A Precise High-Dimensional Asymptotic Theory for AdaBoost
Pragya Sur (Harvard University)
Ensemble learning algorithms represent a cornerstone of traditional statistical learning. Recent works on cross-study replicability (e.g. Patil and Parmigiani PNAS '18) demonstrate that ensembling single-study learners can significantly improve out-of-study generalization capabilities of learning algorithms. Despite these advances, sharp characterization of the generalization error of ensembling algorithms is often challenging, even in the single study setting. Motivated by these considerations, we conduct an in-depth study of the generalization performance of boosting algorithms, specifically AdaBoost, a canonical ensemble learning algorithm.

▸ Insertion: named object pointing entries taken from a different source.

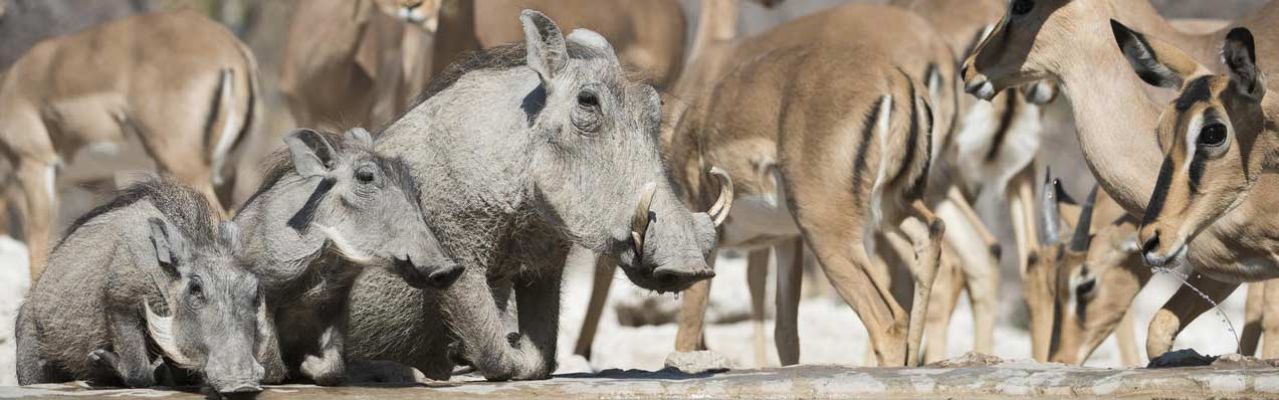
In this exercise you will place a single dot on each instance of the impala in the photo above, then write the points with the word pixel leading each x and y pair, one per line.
pixel 179 82
pixel 1045 40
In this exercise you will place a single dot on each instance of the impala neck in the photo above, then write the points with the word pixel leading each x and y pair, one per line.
pixel 718 22
pixel 1115 122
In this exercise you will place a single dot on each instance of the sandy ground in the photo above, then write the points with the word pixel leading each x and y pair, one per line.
pixel 829 331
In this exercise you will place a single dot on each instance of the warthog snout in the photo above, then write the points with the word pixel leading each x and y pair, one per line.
pixel 421 276
pixel 682 275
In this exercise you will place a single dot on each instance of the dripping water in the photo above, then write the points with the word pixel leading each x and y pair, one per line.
pixel 1220 312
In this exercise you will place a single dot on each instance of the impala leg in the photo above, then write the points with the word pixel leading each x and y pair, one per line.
pixel 977 225
pixel 1039 300
pixel 785 331
pixel 1251 335
pixel 604 272
pixel 1270 320
pixel 756 275
pixel 41 200
pixel 691 335
pixel 979 262
pixel 925 231
pixel 848 267
pixel 1126 336
pixel 1182 309
pixel 941 307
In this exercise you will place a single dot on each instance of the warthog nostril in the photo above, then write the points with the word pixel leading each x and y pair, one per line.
pixel 241 389
pixel 1151 244
pixel 444 276
pixel 669 275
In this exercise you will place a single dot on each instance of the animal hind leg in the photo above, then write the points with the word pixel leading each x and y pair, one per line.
pixel 1270 320
pixel 925 231
pixel 848 267
pixel 41 201
pixel 756 275
pixel 941 308
pixel 1252 309
pixel 785 330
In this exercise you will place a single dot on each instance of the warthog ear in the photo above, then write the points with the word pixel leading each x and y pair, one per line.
pixel 311 152
pixel 1155 61
pixel 596 42
pixel 548 54
pixel 169 246
pixel 1241 55
pixel 360 134
pixel 229 233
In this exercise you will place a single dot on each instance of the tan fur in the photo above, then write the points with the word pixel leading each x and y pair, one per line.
pixel 649 36
pixel 92 87
pixel 362 69
pixel 1236 247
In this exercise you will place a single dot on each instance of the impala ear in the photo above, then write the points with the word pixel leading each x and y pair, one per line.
pixel 548 53
pixel 1155 61
pixel 1239 55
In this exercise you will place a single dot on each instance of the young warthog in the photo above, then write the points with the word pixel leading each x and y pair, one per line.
pixel 333 202
pixel 530 148
pixel 150 265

For this talk, we will focus on the problem of classification in the context of a single observed training data that is both high-dimensional and (asymptotically) linearly separable. We utilize the classical connection of AdaBoost with min-$\ell_1$-norm interpolation (Zhang and Yu AOS '05), and under specific data-generating models, establish an asymptotically exact characterization of the generalization performance. This, in turn, improves upon existing upper bounds in our setting. As a byproduct, our result formalizes the following fact in the context of AdaBoost : overparametrization helps optimization. Our analysis is relatively general and has potential applications for other ensembling approaches. Time permitting, I will discuss some of these extensions. This is based on joint work with Tengyuan Liang.